On Monday, Justice Mukerji asked CTC managing director Nilanjan Shandilya to file an affidavit stating his views on the employees' contention.

The state government provides an annual subsidy of Rs 120 crore to the CTC, which includes around 75 per cent of the salaries of the 5,000-odd employees along with pension and other benefits. Sources in the tram company said the annual outgo on salaries is around Rs 13 crore, of which around Rs 10 crore comes from the government. It is supposed to earn the rest of the amount.

"It is obvious that the CTC didn't earn enough after deducting operational costs to pay even 25 per cent of the salaries of the employees," a senior officer in the transport department said. "So it decided to tap contributions to the employees' co-operative to make up for the shortfall, based on the assumption that it would deposit the money back once revenues became better."

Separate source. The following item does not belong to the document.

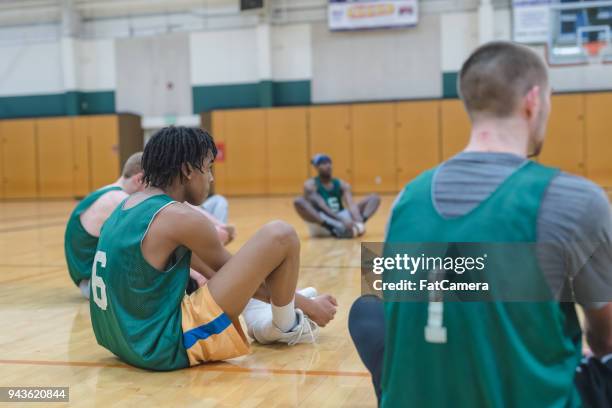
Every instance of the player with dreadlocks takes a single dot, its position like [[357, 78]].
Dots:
[[139, 309]]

The CTC is the only state-owned transport company that has so far leased out its depots to augment its earnings. The company is projected to earn Rs 200 crore by leasing out surplus land.

In an affidavit submitted on Monday, managing director Shandilya admitted that the company had failed to deposit employee contributions to the co-operative fund. Advocate Saptangshu Basu, appearing on behalf of the managing director, said: "Only 75 per cent of the salaries of the tramways employees is paid by the government. The remaining 25 per cent amount, which amounts to Rs 3.8 crore, the company has to pay. The company cannot even realise operational costs from (tram and bus) traffic. It has no other source of income. So the amount deducted from the salaries could not be deposited."

The lawyer requested the judge for an order directing the state government to release more funds to the CTC.

The petitioners' counsel told the court: "The employees demand that the company pay (to the credit society) at least 50 per cent of the total amount deducted from their salaries with immediate effect."

Lawyer Ghosh read out statistics from official documents to prove the extent of the default. "From mid-2011 till November 30, 2015, the company did not deposit a sum of Rs 27,96,95,000 with the appropriate department. As a result of this, the employees would lose money in terms of dividends. What will the government do at the time of their retirement?" he said.

Advocate Basu didn't dispute the figures but said the CTC was in no position to deposit the money with the co-operative society.

Justice Mukerji declined to give time beyond June 30, besides seeking a detailed explanation from the CTC for not being able to transfer the contributions of its employees to their co-operative accounts for so long.